La situation est devenue encore plus compliquée lorsque deux poursuites de dernière minute contre l'interdiction californienne ont été déposées à la dernière minute : l'une par le Département de la Faune et des Pêches de Louisiane et l'autre conjointement par un groupe d'éleveurs d'alligators de Louisiane et de détaillants de luxe californiens. En conséquence, l’interdiction a été temporairement suspendue et la décision finale est en jeu, la pandémie de coronavirus pouvant affecter les audiences judiciaires prévues cette année.
« Au final, c’était très décevant. Nous avions tous des plans pour nous préparer au pire, et à ce stade, il n’y a rien à faire », déclare Hays.
Il y a encore de bonnes chances que les partisans de l’interdiction obtiennent gain de cause devant les tribunaux californiens. Bien entendu, les collectionneurs de montres pouvaient toujours se rendre dans un État voisin pour acheter une montre suisse dotée d'un bracelet en alligator. Mais les politiques pionnières de la Californie – de la légalisation de la marijuana à l’introduction d’un salaire minimum – influencent souvent le reste de l’Amérique et même le reste du monde. À tout le moins, l'interdiction californienne a alerté les marques horlogères suisses sur le risque financier lié à la poursuite d'une stratégie de « statu quo ».
"Les marques de luxe abandonnent les matériaux d'origine animale, y compris les peaux exotiques, en réponse à la demande croissante des consommateurs pour des produits durables et éthiques", déclare Sophia Charchuk du groupe People for the Ethical Treatment of Animals (PETA), qui a fait pression pour la mise en œuvre de la directive.

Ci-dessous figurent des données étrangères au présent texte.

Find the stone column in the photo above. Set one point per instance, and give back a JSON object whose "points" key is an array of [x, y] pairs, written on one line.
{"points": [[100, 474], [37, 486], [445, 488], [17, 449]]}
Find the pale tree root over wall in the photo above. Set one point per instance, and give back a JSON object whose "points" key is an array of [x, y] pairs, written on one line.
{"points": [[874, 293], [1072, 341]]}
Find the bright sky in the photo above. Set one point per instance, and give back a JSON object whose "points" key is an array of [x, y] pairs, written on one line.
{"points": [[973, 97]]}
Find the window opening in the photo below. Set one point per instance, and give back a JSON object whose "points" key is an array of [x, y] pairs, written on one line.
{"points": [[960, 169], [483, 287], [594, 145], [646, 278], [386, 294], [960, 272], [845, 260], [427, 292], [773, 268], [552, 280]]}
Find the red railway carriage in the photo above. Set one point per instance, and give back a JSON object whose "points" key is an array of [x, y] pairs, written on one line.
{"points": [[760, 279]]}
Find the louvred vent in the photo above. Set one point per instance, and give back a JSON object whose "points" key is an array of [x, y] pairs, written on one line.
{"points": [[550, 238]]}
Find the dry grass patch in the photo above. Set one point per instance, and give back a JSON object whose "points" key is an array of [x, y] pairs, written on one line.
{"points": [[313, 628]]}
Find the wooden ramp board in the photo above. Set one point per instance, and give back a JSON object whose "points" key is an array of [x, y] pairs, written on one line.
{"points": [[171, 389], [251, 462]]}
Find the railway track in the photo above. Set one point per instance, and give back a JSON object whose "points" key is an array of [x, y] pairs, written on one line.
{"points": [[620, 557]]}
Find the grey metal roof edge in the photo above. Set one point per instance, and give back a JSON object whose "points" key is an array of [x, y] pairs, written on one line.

Interdiction californienne. "Toute marque qui ne veut pas être laissée pour compte par le plus grand groupe démographique d'acheteurs - la génération Z et les millennials, qui optent pour des produits sans cruauté envers les animaux - devrait interdire les peaux exotiques."
De nombreuses marques haut de gamme ont dit non aux peaux de reptiles exotiques ces dernières années. Par exemple, le détaillant haut de gamme londonien Selfridges a annoncé qu’il ne proposerait plus de produits utilisant des peaux exotiques comme l’alligator, le crocodile ou le python à partir de février 2020. Cependant, les bracelets de montre semblent avoir échappé à leur attention. Au 1er juillet, la boutique en ligne de Selfridges vendait 13 montres suisses de luxe avec bracelet en alligator : six modèles Vacheron Constantin, trois Zenith, deux Longines, une Girard-Perregaux et une Carl F. Bucherer.
Face aux groupes de défense des droits des animaux sur l'éthique de l'utilisation de bracelets exotiques, les marques horlogères suisses affirment qu'elles n'utilisent que des sources durables qui ne mettent pas en danger la survie d'une espèce. En 2010, le Swatch Group – qui possède des marques de luxe comme Omega, Breguet et Longines – a cessé d'utiliser des bracelets en cuir de crocodile, de serpent, de raie et de requin, mais l'alligator représente toujours environ 10 % de tous les bracelets en cuir.
"Notre utilisation de cuir dit exotique se limite à l'espèce Alligator mississippiensis, qui provient d'un très petit nombre d'exploitations agricoles clairement identifiées, contrôlées et durables dans les États du sud-est des États-Unis", explique un représentant du Swatch Group.
Cependant, PETA n'est pas convaincue que le bien-être animal soit une priorité dans ces élevages d'alligators.